Barton Springs Pool in Austin. Photo via Flickr.

The following is an excerpt from Christmas in Austin, out now from Faber & Faber.

The first stage of their separation, if that’s what it was, was also the easiest to identify. Paul bought the house in Wimberley—he flew to Austin five days after losing to Borisov in the first round of the US Open and arranged the bank transfer and signed the contracts. Dana was welcome to come along, he told her, and bring Cal, if she wanted to . . . but the fact is, they had argued about buying the place and he had won the argument simply because he had the money, more money than he knew what to do with, and she couldn’t reasonably stop him from using it. Also, it was pretty clear to her at the time, if not clear to him, that he was going through something—some kind of trauma or post-trauma about retirement, which involved a certain amount of denial about its own existence, which was part of the problem.
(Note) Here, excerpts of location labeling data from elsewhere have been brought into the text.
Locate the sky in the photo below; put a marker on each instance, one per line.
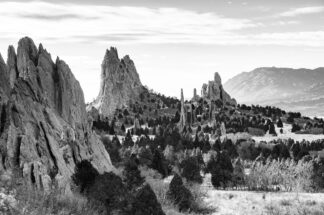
(174, 43)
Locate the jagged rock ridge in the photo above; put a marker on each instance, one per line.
(44, 128)
(120, 83)
(214, 91)
(290, 89)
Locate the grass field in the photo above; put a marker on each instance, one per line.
(265, 203)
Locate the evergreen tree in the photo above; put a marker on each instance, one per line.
(191, 170)
(132, 176)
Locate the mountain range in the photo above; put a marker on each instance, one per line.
(299, 90)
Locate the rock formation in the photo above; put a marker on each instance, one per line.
(44, 128)
(120, 83)
(195, 96)
(214, 91)
(183, 113)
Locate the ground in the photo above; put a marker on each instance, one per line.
(288, 134)
(247, 202)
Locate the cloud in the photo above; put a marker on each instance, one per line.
(50, 17)
(119, 24)
(302, 11)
In other circumstances, she might have fought harder, if for nothing else than the view of their relationship that meant they should make these decisions together. But she let him go; and he went.
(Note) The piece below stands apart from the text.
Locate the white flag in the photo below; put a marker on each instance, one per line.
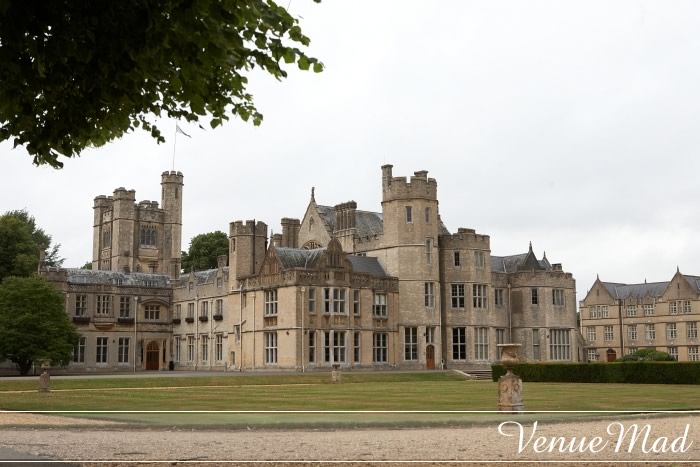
(179, 130)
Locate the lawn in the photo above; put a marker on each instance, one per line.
(432, 391)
Now she realized that maybe this was a mistake. Because when you buy a house it’s not a one-off decision or transgression, it’s only the beginning in a long line of future decisions and transgressions, which is what it turned out to be.

Paul started spending more and more time there. He hired a contractor to fix the place up, but he also brought in various architects to discuss other projects. The house came with twenty-seven acres of land, much of it along the Blanco River, and part of Paul’s ambition for the property involved building a cluster of houses, with enough bedrooms and facilities (kitchens and bathrooms and laundry rooms) for everybody he knew, or at least, everybody he liked, or at least everybody who was genetically related to him, to stay and hang out—in their own private space, which was easy enough to arrange, but also in some shared or communal areas which meant that if they wanted to large numbers of people could go about the business of daily life together. Cooking meals, eating them, looking after kids, playing games together, watching movies.
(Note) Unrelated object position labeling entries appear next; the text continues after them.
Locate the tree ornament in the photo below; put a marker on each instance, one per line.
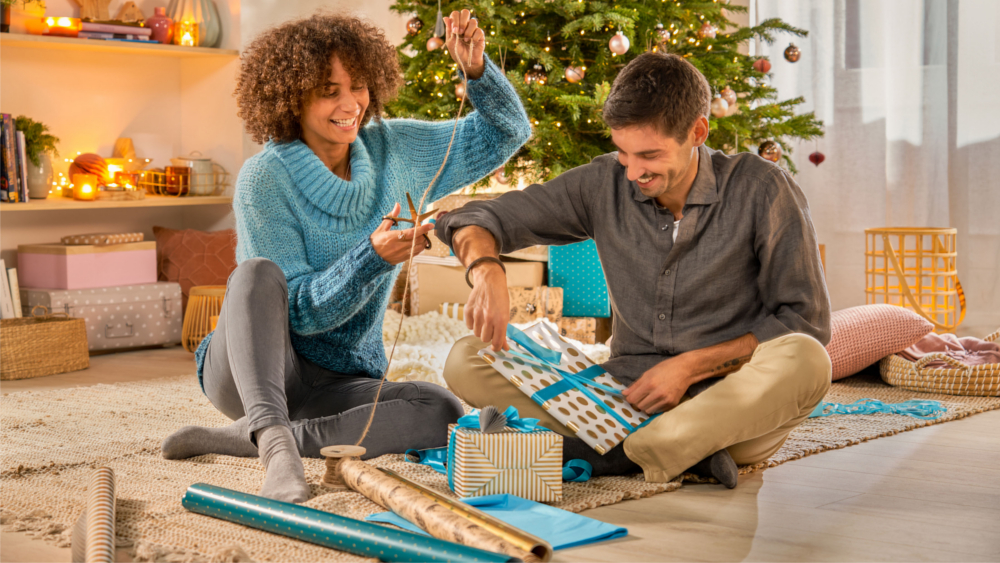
(728, 95)
(792, 53)
(414, 26)
(574, 74)
(501, 176)
(618, 44)
(720, 107)
(434, 43)
(535, 76)
(662, 34)
(439, 29)
(769, 150)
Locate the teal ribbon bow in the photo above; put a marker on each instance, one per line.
(924, 410)
(579, 381)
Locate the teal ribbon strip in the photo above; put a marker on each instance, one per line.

All of which occupied an increasing share of his time and attention—talking to architects and contractors and city planners, soliciting and receiving bids and designs, discussing his ideas with his brother and sisters but also flying out to Austin to go over these plans on site. Dana understood that after you give up on one career, which took up all of your energy and time (and he was used to being on the road, away from both of them, often six months a year) you need something else to fill the vacuum. But it seemed to her that what he was filling it with was a deliberate attempt to replace the perfectly viable family he had in New York with other people. Specifically, his old family—who, so far as Dana could tell, had little interest in the project, and were mostly humoring Paul, if that, and were also very worried about him and kept calling Dana to find out what was going on.

‘What do you want me to say,” she said. “I don’t know. I just figure—I don’t know—it’s his money. If that’s how he wants to spend it. What can I do.”

Which isn’t to say that she didn’t also pick fights with him. She did that, too. So that it got to the point that he didn’t want to bring up anything connected to the Wimberley house in her presence. So they stopped talking about it. Dana resented the fact that every time he flew to Austin, she was left holding the baby, holding down the fort, whatever you want to call it. But Paul, reasonably enough, pointed out that she had Inez five days a week, she was hardly over-occupied at the moment. And in any case, he was very happy to take Cal with him, if she didn’t want to go.

“What am I supposed to do with Inez?”

“That’s not a—that’s not a reason for me, or for you to—I mean, she can come along, if this is the kind of job she wants. But I’m not going to hang around New York for the nanny.”

“That’s not what I mean. I’m thinking about Cal. He has his routines, he’s got his little friends. This is where he lives.”

“He’s more moveable now than he’s going to be at any other point in his life. Trust me on this one. And there are kids in Texas. There are routines for him in Texas.”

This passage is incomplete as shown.